Préparez-vous à plonger dans une réflexion approfondie qui pourrait non seulement redéfinir les pratiques budgétaires de demain, mais également contribuer à une meilleure gouvernance et à un développement durable pour la Guinée. En scrutant les mécanismes de financement et d’exécution, nous espérons susciter un débat constructif autour des meilleures pratiques à adopter pour un avenir économique plus solide et inclusif.
Cadre Légal et Réglementaire
- Loi Organique Relative aux Finances (LORF) :
- Règlement Général de la Gestion Budgétaire et de la Comptabilité Publique (RGGBC) :
- Le décret portant cadre de gouvernance financière de l’état et l’ensemble des textes réglementaires des finances publiques en Guinée
Méthodologie
Pour réaliser cette étude comparative, les données suivantes ont été collectées et analysées :
- Les budgets initiaux et les budgets révisés pour les années 2021, 2022, 2023 et 2024.
- Les rapports d’exécution budgétaire annuels.
- Les audits et rapports de contrôle interne et externe.
- Les rapports des institutions de contrôle financier, telles que la Cour des Comptes et l’Inspection Générale des Finances.
Analyse Comparative
- Évolution des Dépenses du Titre 3 :
- 2021:
-
-
- Loi de finance initiale : 3 926 487 248 445 GNF
- Loi de finance rectificative : 3 637 055 255 921 GNF.
- Rapport sur l’exécution annuelle du budget de l’État, exercice 2021 : Sur un objectif de la LFR de 3 637,06 Mds, il a été exécuté au titre des dépenses de biens et services, un montant de 1 976,74 Mds, soit un taux d’exécution de 54,35%.
- 2022 :
- Loi de finance initiale : 3 161 500 000 000 GNF
- Loi de finance rectificative : 3 450 095 462 203 GNF
- Rapport sur l’exécution du budget à fin septembre 2022 : Les dépenses de biens et services ont été payées à hauteur de 1 336,11 Mds de GNF contre un objectif de 2 335,87 Mds de GNF de la période, soit un taux d’exécution de 57,20%.
- Les paiements concernent les rubriques ci-après :
- Dépenses diverses : 539,26 Mds de GNF (40,36%)
- Achat de carburant et lubrifiant : 243,43 Mds de GNF (18,22%)
- Fourniture de services : 155,66 Mds de GNF (11,65%)
- Achat de fournitures et biens spécifiques : 127,76 Mds de GNF (9,56%)
- Frais de déplacement : 91,78 Mds de GNF (6,87%)
- Consommation eau, électricité et télécom : 89,06 Mds de GNF (6,67%)
- Achat de fournitures biens courant : 39,55 Mds de GNF (2,96%)
- Frais de représentation et de manifestations : 25,55 Mds de GNF (1,91%)
- Entretien et réparation : 24,06 Mds de GNF (1,80%)

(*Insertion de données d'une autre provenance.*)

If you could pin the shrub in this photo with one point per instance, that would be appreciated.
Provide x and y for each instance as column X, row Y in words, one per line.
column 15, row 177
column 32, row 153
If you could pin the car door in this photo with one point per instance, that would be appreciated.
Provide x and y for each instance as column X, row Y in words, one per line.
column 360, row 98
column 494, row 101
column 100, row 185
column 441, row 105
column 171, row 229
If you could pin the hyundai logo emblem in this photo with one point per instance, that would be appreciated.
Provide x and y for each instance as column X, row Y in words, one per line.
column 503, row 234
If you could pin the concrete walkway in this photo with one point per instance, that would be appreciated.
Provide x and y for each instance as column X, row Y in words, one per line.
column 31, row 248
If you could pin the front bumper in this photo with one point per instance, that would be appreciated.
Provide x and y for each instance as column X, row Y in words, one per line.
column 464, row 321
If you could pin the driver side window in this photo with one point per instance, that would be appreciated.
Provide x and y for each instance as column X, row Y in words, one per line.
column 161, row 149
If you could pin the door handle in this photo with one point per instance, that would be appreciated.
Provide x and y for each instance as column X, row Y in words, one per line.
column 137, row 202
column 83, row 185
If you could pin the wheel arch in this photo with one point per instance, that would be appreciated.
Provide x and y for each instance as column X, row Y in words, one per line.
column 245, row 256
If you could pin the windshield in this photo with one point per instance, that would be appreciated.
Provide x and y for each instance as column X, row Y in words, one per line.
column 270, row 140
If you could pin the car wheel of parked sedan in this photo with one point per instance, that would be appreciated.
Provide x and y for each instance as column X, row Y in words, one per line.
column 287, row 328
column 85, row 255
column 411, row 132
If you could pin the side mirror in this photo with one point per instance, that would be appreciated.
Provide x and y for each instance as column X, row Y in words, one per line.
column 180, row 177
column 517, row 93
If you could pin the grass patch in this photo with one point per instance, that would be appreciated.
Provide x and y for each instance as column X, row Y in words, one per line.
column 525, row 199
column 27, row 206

- Les dépenses de biens et services prises en charge par les comptables publics se situent à 2 277,63 Mds de GNF.
- 2023 :
- Loi de finance initiale : 3 977 942 307 640 GNF
- Loi de finance rectificative : 4 116 862 937 232 GNF
- Rapport sur l’exécution du budget à fin septembre 2023 : Les dépenses de biens et services ont été payées à hauteur de 1 570,78 Mds de GNF contre un objectif du plan d’engagement de 1 987,61 Mds de GNF, soit un taux d’exécution de 79,03%. Cette exécution rapportée à la prévision en LFR de 4 231,76 Mds de GNF, représente 37,12%.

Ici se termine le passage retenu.